Once the form or online application is accepted, the registrar will place a notice on the company’s record stating that a strike off proposal has been made. The proposal is then advertised in the Edinburgh Gazette and an invitation is given for objections to the strike off. If no objections are received within two months of the date of the notice, the company will be dissolved (that is, formally closed). This will then be shown on the Companies House register.

If objections are made, the strike off will be put on hold. This is usually for six months. During this period the limited company will not be dissolved. This gives the objector(s) time to take action against the company (for example, by taking county court action or using formal insolvency proceedings at their own cost). If your company has received an objection to its strike off proposal, contact us for advice.

Compulsory strike off

Compulsory strike off is when Companies House takes action to dissolve and remove a company from the register. Companies House will only consider compulsory strike off if it believes that your company is not trading. Common reasons why Companies House might believe a company is not trading include:

  • the confirmation statement not being submitted on time;
  • accounts not being submitted on time;
  • the company having no directors left; and
  • letters to the company’s registered office address being returned or left unanswered.

Before starting the compulsory strike off process, Companies House will send a letter to the company’s registered office address to ask if the company is trading. If this is not answered within 14 days of being sent, a second letter will be sent to ask if the company is trading. If your company does not respond within 14 days of the date on the second letter, Companies House may place a notice on the company’s record and in the Edinburgh Gazette to state that a strike off proposal has been made. See What happens next? in the earlier section Strike off for information on objections to strike off and when the company gets dissolved.

If Companies House has started the compulsory strike off process and you want your company to be dissolved, contact us for advice.

Stopping compulsory strike off

If your company is in a proposal for compulsory strike off but you want to keep the company trading, you should contact Companies House as soon as possible. Let them know the company is trading and ask what you need to do to stop it being dissolved. Depending on why Companies House started the strike off process, you may be asked to submit further information and you may have to pay a penalty. See Useful contacts towards the end of this fact sheet.

Useful contacts

Companies House Phone: 0303 123 4500 www.gov.uk

Budget sheet for limited companies

You need to use an average figure over an appropriate period (for example 3, 6 or 12 months). To find your average 'monthly income' to input into the budget, use the example below.
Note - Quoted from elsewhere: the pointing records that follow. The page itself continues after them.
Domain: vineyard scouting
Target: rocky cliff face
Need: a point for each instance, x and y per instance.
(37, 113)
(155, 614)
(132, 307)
  • Receipts for the last three months = £3,000
  • Divide £3,000 by 3 = £1,000
  • Average monthly amount is £1,000
INCOME
Monthly income£
COSTS
FIXED COSTS---------------
Rent£
Business rates£
Business loan£
Insurance£
UTILITIES---------------
Gas£
Electricity£
Water rates£
Telephone£
VARIABLE COSTS---------------
Stock purchases£
Bank charges£
Wages (including PAYE and National Insurance)£
Transport and motor costs£
Stationery£
Postage£
Cleaning and repairs£
VAT£
Accountant£
Professional fees£
Other£
TOTAL COSTS£
Monthly income minus total costs (A)£
Estimated monthly corporation tax (B) - See the notes below to work out this amount.£
Net monthly profit = (A) - (B)£

How to work out the amount to put aside for the estimated monthly corporation tax

  • Take away the total costs from the monthly income. Call the figure you get A.
  • Multiply A by 19%. Call the figure you get B.
  • B is the estimated monthly corporation tax amount. Put figure B in the Estimated monthly corporation tax box in the budget sheet above.